As the descendent of one of North Carolina’s most distinguished families, John J. Parker’s ancestors included Revolutionary War veterans, two governors (one was also a U.S. senator), and one of the first six justices of the U.S. Supreme Court. When Parker himself was nominated by President Herbert Hoover to the Supreme Court in 1930, most journalists and political insiders assumed his confirmation was a given. Yet, despite his pedigree and tenure as young judge, not to mention his connections to some of the South’s most powerful politicians, Parker’s nomination would go down as one of the most hotly contested failed appointments in history. Nominated during the peak of Jim Crow discrimination in the South and the nascent economic collapse associated with the Great Depression, Parker confronted intense opposition from Black civil rights activists and labor organizers.
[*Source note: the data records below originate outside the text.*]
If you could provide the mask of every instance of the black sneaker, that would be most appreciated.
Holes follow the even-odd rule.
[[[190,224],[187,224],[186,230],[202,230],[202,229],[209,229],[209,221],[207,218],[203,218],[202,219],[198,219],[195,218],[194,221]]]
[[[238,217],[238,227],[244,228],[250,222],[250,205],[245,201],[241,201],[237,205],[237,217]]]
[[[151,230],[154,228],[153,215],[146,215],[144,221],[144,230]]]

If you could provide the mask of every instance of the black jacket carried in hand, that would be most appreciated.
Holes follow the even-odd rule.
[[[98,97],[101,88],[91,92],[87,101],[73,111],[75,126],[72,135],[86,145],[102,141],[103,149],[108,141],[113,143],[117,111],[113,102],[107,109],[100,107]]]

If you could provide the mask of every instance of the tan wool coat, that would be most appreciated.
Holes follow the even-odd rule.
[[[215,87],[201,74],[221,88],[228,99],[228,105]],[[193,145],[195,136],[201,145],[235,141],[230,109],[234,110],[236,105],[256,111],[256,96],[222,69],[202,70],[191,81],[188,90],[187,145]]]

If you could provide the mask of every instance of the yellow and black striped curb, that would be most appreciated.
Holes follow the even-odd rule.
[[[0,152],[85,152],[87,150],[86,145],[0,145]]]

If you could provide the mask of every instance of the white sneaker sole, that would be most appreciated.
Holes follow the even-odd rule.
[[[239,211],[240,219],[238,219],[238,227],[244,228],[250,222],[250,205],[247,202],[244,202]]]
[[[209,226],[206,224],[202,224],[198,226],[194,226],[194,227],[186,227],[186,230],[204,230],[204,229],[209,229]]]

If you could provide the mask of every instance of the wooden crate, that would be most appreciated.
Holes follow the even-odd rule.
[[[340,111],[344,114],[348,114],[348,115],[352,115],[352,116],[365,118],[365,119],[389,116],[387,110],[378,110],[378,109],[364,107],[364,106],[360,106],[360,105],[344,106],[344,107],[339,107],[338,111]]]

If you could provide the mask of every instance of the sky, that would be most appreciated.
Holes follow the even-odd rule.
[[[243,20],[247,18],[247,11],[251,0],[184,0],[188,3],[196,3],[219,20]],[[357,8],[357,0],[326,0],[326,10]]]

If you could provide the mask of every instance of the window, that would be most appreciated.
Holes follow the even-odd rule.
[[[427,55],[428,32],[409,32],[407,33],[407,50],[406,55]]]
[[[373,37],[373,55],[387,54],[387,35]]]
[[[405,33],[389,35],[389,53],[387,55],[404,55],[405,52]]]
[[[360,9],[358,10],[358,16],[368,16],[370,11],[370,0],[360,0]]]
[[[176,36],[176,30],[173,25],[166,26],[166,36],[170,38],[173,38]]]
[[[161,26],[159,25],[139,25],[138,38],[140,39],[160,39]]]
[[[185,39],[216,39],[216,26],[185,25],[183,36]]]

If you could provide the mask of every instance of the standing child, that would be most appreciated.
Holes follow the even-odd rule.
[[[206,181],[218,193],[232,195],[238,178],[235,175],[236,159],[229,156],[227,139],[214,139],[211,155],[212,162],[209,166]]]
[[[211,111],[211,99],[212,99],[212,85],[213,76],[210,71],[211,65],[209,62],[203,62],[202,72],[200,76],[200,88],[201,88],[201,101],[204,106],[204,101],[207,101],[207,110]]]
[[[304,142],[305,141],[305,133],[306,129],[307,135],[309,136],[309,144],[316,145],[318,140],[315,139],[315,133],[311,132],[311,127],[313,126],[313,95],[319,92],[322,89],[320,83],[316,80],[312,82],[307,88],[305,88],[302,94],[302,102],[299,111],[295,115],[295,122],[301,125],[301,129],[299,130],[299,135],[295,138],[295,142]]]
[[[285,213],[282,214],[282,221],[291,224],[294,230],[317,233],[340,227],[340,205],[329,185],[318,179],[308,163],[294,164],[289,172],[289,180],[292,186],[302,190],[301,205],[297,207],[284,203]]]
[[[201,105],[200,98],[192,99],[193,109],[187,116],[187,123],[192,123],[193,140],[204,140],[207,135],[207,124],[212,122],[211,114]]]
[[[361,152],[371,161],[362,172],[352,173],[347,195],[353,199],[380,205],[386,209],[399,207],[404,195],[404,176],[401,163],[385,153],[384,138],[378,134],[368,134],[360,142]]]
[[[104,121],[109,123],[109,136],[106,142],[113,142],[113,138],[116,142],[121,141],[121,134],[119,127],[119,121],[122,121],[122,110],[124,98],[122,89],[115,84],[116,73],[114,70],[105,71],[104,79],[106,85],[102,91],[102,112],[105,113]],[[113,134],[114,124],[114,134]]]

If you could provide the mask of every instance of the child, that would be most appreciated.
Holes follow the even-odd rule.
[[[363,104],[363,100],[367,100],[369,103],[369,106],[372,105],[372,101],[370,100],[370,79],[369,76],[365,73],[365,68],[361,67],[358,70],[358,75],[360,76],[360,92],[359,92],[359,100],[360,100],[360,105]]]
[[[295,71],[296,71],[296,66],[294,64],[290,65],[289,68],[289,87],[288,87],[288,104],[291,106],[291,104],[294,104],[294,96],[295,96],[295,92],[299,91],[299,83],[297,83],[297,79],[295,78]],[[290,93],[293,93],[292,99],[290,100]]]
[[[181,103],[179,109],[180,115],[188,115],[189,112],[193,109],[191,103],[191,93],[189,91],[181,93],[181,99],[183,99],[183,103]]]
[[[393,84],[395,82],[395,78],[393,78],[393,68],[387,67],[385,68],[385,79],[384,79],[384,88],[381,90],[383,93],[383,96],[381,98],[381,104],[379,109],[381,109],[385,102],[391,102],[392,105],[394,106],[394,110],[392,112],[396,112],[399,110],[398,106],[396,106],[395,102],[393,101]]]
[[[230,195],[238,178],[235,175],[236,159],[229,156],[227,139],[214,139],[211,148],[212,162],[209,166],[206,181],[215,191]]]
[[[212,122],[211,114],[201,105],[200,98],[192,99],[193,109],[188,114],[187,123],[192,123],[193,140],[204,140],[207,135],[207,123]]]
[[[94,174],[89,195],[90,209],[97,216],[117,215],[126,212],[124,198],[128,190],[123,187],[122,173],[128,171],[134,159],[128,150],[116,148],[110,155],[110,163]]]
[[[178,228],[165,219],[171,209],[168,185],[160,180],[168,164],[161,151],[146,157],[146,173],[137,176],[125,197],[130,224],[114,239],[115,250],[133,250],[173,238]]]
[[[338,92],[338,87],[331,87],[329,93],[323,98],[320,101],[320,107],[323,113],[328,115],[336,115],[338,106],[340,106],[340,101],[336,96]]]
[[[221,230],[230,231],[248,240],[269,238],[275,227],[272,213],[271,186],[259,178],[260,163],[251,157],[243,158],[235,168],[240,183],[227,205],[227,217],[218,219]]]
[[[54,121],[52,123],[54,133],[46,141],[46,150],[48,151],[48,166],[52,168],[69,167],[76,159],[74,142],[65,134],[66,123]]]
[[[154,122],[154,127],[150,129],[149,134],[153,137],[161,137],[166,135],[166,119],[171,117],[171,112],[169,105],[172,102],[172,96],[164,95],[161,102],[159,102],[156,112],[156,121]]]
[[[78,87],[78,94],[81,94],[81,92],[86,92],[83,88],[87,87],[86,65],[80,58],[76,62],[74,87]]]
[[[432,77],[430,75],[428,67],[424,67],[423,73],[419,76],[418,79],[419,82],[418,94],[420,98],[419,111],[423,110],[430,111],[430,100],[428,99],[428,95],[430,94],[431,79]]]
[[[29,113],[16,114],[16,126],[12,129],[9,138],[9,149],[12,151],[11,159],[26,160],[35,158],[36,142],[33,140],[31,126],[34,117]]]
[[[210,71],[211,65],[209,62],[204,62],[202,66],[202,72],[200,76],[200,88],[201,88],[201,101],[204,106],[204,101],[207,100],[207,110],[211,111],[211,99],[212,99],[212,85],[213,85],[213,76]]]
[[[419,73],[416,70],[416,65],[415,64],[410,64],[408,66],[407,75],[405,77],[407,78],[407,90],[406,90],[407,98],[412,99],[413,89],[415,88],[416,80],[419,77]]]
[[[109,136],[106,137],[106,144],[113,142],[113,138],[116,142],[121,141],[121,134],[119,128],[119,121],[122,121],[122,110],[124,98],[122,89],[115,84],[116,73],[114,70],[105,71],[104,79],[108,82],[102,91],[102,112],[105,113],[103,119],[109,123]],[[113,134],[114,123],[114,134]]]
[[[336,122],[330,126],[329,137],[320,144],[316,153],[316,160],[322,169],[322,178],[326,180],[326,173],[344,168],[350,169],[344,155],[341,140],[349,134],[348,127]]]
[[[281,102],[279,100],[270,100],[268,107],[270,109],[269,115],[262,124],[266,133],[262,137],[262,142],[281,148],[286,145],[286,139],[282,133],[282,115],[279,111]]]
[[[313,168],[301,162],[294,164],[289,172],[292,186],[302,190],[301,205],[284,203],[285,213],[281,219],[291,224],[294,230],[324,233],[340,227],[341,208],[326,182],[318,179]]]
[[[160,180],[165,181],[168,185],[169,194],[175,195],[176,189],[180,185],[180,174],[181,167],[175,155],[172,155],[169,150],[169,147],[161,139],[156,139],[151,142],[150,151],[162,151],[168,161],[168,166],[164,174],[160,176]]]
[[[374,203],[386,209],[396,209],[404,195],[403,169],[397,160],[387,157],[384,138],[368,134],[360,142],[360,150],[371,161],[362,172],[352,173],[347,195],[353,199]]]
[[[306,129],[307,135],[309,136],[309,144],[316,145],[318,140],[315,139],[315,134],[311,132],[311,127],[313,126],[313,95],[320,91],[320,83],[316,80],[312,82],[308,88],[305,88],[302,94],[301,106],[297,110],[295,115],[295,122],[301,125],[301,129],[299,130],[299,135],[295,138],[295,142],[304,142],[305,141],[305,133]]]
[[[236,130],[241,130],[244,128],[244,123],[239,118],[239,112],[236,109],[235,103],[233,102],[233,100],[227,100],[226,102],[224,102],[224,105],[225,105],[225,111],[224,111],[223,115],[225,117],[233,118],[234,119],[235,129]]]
As a member of the Republican Party’s “lily-white” southern faction, Parker had previously declared his support of segregation and laws that severely limited the ability of Black Americans to vote. He had also taken legal stances against the United Mine Workers of America in favor of coal companies. These positions ignited a firestorm of pressure within the Republican Party, and Parker’s nomination would be rejected in a close vote. While the campaign to take down Parker is reported in fascinating detail, what truly stands out in this book are the connections Li makes between this ideological battle of 1930 to the later politicalization of Supreme Court nominees from Robert Bork to Brett Kavanaugh; the author argues that Parker set a precedent that would define nominations across going forward. An assistant managing editor of the American Bar Association’s ABA Journal, host of the Legal Rebels Podcast, and author of a book on Richard Nixon’s electoral strategy, Li blends an absorbing, accessible writing style with solid research based largely on archival and primary sources.
A well-researched, profoundly relevant story of a failed judicial nomination.